Nobody Wants to be F***ing Educated Anymore
The rat race is exhausting, and with endless subscription streaming services available to us, it’s easy to tune out the part of your spirit that’s screaming at you to WAKE UP AND DO SOMETHING.
There are two possibilities: first, this is an unintended consequence of the ways digital media has organized our minds and shaped our experience of the world. Neil Postman makes this argument in Amusing Ourselves to Death. He describes how the telegraph made it possible for information to travel quickly across space, and how the photograph made that information feel real. The consequence is that we are bombarded with information from all over the nation (and the world!) so quickly that we cannot evaluate each fact’s implications, background, and connection to our own lives. We can talk about information, but we can’t take meaningful action – partly because we aren’t in conversation with our local community, but also because we are too busy being amused by the “peek-a-boo world” that Postman describes,
where now this event, now that, pops into view for a moment, then vanishes again. It is a world without much coherence or sense, a world that does not ask us, indeed, does not permit us to do anything; a world that is, like the child’s game of peek-a-boo, entirely self-contained. But like peek-a-boo, it is also endlessly entertaining (Postman, 77).
There is a second possibility – that it’s not just the form of digital media that won’t “permit” us to do something. It is in the financial interest of the corporations that own the media to keep us amused and immobile. Postman insists “There is no conspiracy here”, but I’m not so sure (88). In his book What Uncle Sam Really Wants, Noam Chomsky argues that the purpose of the media, beyond selling audiences to advertisers, is:
to divert the unwashed masses and reinforce the basic social values: passivity, submissiveness to authority, the overriding virtue of greed and personal gain, lack of concern for others, fear of real or imagined enemies, etc. The goal is to keep the bewildered herd bewildered. It’s unnecessary for them to trouble themselves with what’s happening in the world. In fact, it’s undesirable – if they see too much of reality they may set themselves to change it” (Chomsky, 69).
You may not want to think of yourself as a member of the “bewildered herd”, but unless you’re a part of the 20% of people who play some role in policy and decision making (the “political class”), then you ARE a member of the bewildered herd. Hell, I am too. Here’s a few things I’m bewildered by:
- Why do we allow people to be hungry, unhoused, and uneducated – when there is enough wealth in the world to solve these problems?
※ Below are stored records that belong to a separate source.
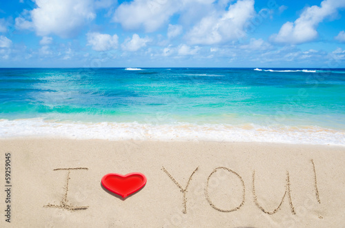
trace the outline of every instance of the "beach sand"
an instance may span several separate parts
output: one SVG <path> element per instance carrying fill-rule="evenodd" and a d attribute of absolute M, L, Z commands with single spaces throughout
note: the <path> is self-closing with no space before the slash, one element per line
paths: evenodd
<path fill-rule="evenodd" d="M 12 168 L 1 227 L 345 226 L 345 147 L 20 138 L 0 148 L 3 189 L 6 153 Z M 185 188 L 197 167 L 186 191 L 167 174 Z M 131 172 L 148 180 L 124 200 L 102 188 L 105 174 Z"/>

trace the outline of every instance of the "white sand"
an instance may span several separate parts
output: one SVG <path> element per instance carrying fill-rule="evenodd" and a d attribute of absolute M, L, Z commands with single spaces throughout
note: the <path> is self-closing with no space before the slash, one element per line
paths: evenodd
<path fill-rule="evenodd" d="M 3 190 L 0 227 L 345 226 L 344 147 L 23 138 L 1 140 L 0 148 L 3 189 L 8 152 L 12 185 L 11 223 Z M 186 192 L 186 214 L 183 193 L 162 167 L 184 188 L 199 167 Z M 226 169 L 208 178 L 220 167 Z M 75 167 L 88 169 L 70 170 L 66 204 L 87 208 L 44 207 L 64 203 L 68 171 L 53 169 Z M 148 181 L 124 200 L 101 185 L 106 174 L 131 172 Z"/>

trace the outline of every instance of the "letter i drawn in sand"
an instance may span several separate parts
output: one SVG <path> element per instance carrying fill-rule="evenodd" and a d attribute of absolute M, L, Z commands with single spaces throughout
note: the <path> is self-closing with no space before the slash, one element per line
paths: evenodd
<path fill-rule="evenodd" d="M 79 169 L 83 169 L 83 170 L 88 170 L 88 168 L 86 167 L 76 167 L 76 168 L 59 168 L 59 169 L 53 169 L 54 171 L 57 171 L 57 170 L 67 170 L 68 172 L 67 173 L 67 180 L 66 180 L 66 185 L 65 187 L 65 194 L 63 195 L 63 197 L 62 198 L 62 200 L 60 201 L 60 205 L 51 205 L 51 204 L 48 204 L 47 205 L 44 205 L 44 207 L 55 207 L 55 208 L 59 208 L 62 209 L 66 209 L 68 211 L 77 211 L 77 210 L 85 210 L 88 208 L 88 206 L 80 206 L 80 207 L 77 207 L 77 206 L 73 206 L 70 204 L 68 204 L 68 200 L 67 199 L 67 195 L 68 194 L 68 187 L 69 187 L 69 181 L 70 181 L 70 174 L 71 170 L 79 170 Z"/>

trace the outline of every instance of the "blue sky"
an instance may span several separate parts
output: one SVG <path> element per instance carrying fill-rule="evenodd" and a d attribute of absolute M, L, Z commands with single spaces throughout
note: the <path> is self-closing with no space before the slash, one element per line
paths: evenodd
<path fill-rule="evenodd" d="M 0 67 L 345 68 L 345 0 L 13 0 Z"/>

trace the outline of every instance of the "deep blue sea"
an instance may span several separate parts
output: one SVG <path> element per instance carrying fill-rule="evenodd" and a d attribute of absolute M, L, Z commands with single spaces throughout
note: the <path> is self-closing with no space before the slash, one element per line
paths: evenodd
<path fill-rule="evenodd" d="M 0 69 L 0 138 L 345 145 L 345 69 Z"/>

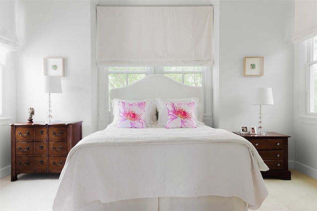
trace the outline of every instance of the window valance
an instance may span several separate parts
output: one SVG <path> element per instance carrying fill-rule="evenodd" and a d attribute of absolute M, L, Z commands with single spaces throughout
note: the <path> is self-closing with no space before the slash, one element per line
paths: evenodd
<path fill-rule="evenodd" d="M 15 33 L 14 1 L 0 1 L 0 46 L 10 50 L 17 50 L 19 42 Z"/>
<path fill-rule="evenodd" d="M 97 6 L 99 66 L 211 66 L 212 6 Z"/>
<path fill-rule="evenodd" d="M 293 42 L 298 42 L 317 36 L 317 0 L 295 0 Z"/>

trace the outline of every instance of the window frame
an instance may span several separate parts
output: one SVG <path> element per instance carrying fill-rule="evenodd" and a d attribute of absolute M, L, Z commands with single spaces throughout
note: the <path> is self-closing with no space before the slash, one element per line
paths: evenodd
<path fill-rule="evenodd" d="M 306 64 L 305 64 L 305 84 L 306 84 L 306 116 L 309 117 L 317 118 L 317 111 L 312 112 L 314 106 L 314 71 L 311 70 L 312 65 L 317 64 L 317 59 L 313 60 L 313 39 L 307 40 L 305 42 Z"/>

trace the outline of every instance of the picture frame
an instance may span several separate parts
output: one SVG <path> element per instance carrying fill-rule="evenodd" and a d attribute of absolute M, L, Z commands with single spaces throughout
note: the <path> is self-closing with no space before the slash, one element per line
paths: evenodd
<path fill-rule="evenodd" d="M 256 135 L 257 134 L 257 127 L 250 127 L 250 135 Z"/>
<path fill-rule="evenodd" d="M 249 134 L 250 130 L 249 127 L 246 126 L 241 126 L 240 127 L 240 134 Z"/>
<path fill-rule="evenodd" d="M 263 76 L 264 57 L 243 58 L 244 76 Z"/>
<path fill-rule="evenodd" d="M 63 57 L 44 57 L 44 75 L 64 76 L 64 58 Z"/>

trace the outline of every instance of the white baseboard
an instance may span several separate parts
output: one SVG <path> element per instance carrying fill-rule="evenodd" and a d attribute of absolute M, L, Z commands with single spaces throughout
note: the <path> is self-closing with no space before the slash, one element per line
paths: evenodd
<path fill-rule="evenodd" d="M 288 169 L 295 169 L 295 161 L 288 161 Z"/>
<path fill-rule="evenodd" d="M 317 179 L 317 169 L 298 162 L 295 162 L 294 169 Z"/>
<path fill-rule="evenodd" d="M 0 169 L 0 179 L 5 177 L 11 173 L 11 165 Z"/>

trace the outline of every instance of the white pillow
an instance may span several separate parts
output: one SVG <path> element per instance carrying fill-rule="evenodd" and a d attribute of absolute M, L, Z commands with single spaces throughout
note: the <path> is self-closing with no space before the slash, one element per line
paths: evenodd
<path fill-rule="evenodd" d="M 164 99 L 158 97 L 155 99 L 155 104 L 157 105 L 158 112 L 158 123 L 157 127 L 165 127 L 168 120 L 167 103 L 188 103 L 191 102 L 195 102 L 195 115 L 194 118 L 195 120 L 195 126 L 198 126 L 200 122 L 197 119 L 197 115 L 199 113 L 199 99 L 197 97 L 185 99 Z"/>
<path fill-rule="evenodd" d="M 156 125 L 157 123 L 157 108 L 155 106 L 154 99 L 146 99 L 142 100 L 122 100 L 120 99 L 113 99 L 111 100 L 111 106 L 112 107 L 112 114 L 113 120 L 111 125 L 116 126 L 119 121 L 119 102 L 126 103 L 136 103 L 145 102 L 145 124 L 147 127 L 152 127 Z"/>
- Why aren’t we doing everything humanly possible to stop climate change?
- Why are schools still using the same subject-based system that they did back in the 1800s, instead of using an interdisciplinary, project-based learning approach?
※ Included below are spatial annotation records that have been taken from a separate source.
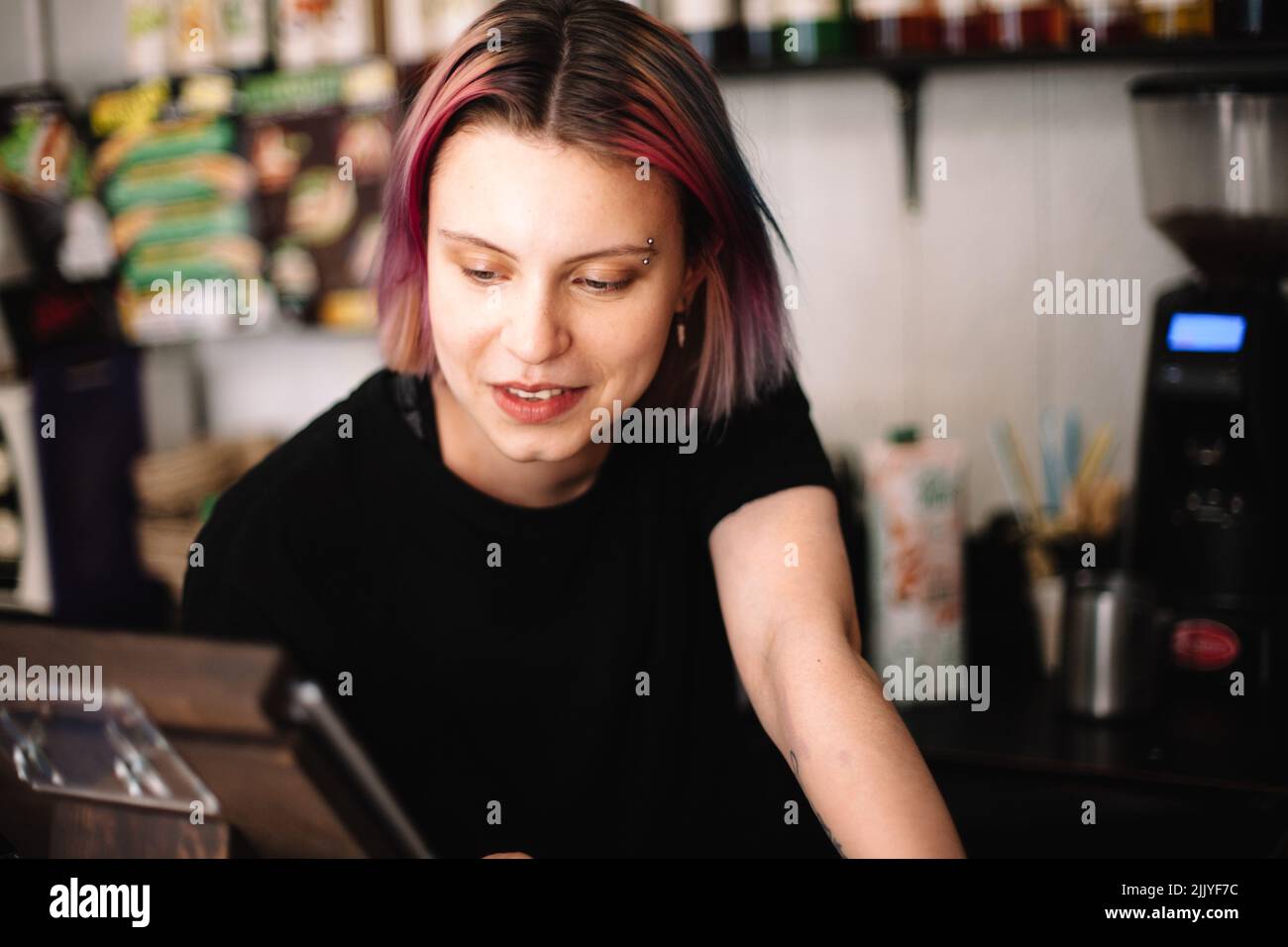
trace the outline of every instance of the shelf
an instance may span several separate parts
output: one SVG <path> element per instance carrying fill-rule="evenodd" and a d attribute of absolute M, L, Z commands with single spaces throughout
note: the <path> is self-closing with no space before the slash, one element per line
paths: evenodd
<path fill-rule="evenodd" d="M 1288 70 L 1288 41 L 1199 41 L 1150 43 L 1103 46 L 1095 53 L 1078 48 L 1064 49 L 989 49 L 975 53 L 907 53 L 875 55 L 853 53 L 814 62 L 793 63 L 714 63 L 721 79 L 747 79 L 814 75 L 844 71 L 907 72 L 939 68 L 971 68 L 994 66 L 1094 66 L 1104 63 L 1158 63 L 1160 66 L 1275 66 Z"/>
<path fill-rule="evenodd" d="M 769 79 L 813 76 L 837 72 L 877 72 L 899 91 L 899 124 L 903 140 L 904 200 L 909 211 L 920 207 L 917 184 L 917 146 L 921 135 L 921 85 L 926 72 L 947 68 L 1018 66 L 1077 66 L 1139 63 L 1167 67 L 1206 67 L 1238 64 L 1240 70 L 1288 71 L 1288 41 L 1185 40 L 1176 43 L 1121 44 L 1083 53 L 1077 46 L 1064 49 L 989 49 L 978 53 L 908 53 L 900 55 L 853 54 L 792 63 L 714 63 L 719 79 Z M 1266 67 L 1270 67 L 1267 70 Z"/>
- Why did we stop prioritizing laborers and start prioritizing shareholders, and can we switch back?
- Why don’t we have term limits on all politicians? And why do we let corporations give money to politicians?
- Why do we allow people to make so much money off of war? And why do people want to make money off of war in the first place?
- Why do we struggle to get along with people who are different from us, and is an “us vs. them” mindset evolutionarily ingrained, or socially constructed?
- Why is it so hard to admit when we’re wrong and just…learn from it?
- Is it part of human nature to seek power at others’ expense? Or is it possible for us to live in solidarity, sharing resources based on need?
- What’s going to happen to humanity, and what individual power do I have to create change?
I find clues to the questions that bewilder me in books. Noam Chomsky (How the World Works) has a lot to say about the United States government, and why many things that are in my best interest aren’t in the interest of the corporations the government serves. Cedric J. Robinson (Black Marxism: The making of the Black Radical Tradition) gives an excellent overview of how Black-led revolutions inspired the European Marxist traditions – and maybe that’s the real reason the U.S. claims to be so afraid of the words “socialism” and “communism”. Ursela le Guin (The Dispossessed) helped me envision a functioning anarchist society. Yevgeny Zamyatin (WE) showed me that so long as humans have free will, there will always be suffering, but that suffering is worth it because there is also love.
I started Novel Exchanges because I believe that conversations about literature are an opportunity to better understand ourselves and the world. Unless we challenge ourselves to express our thoughts and listen to those who disagree with us, we will stay complicit members of the bewildered herd. Together, in discussion, we can begin to imagine a different society – and then advocate for it. Social media alone isn’t enough. Not because there aren’t great ideas present in entertainment, but because we can’t engage with those ideas meaningfully. Parasocial relationships don’t build community, and doomscrolling is an escape from action, not a source of inspiration. We navigate the world more meaningfully when we read and discuss. Conversation forces us to acknowledge our biases, recognize new ideas, and articulate our own opinions. This is a scary task, and it is far easier to escape into the entertainment economy. Still, I encourage you – WAKE UP AND DO SOMETHING. Even if “doing something” is just having a conversation.
Works Cited
Postman, Neil. Amusing Ourselves to Death: Public Discourse in the Age of Show Business. New York, N.Y., Penguin Books, 2005.
Noam Chomsky. How the World Works. S.L., Penguin Usa, 2015.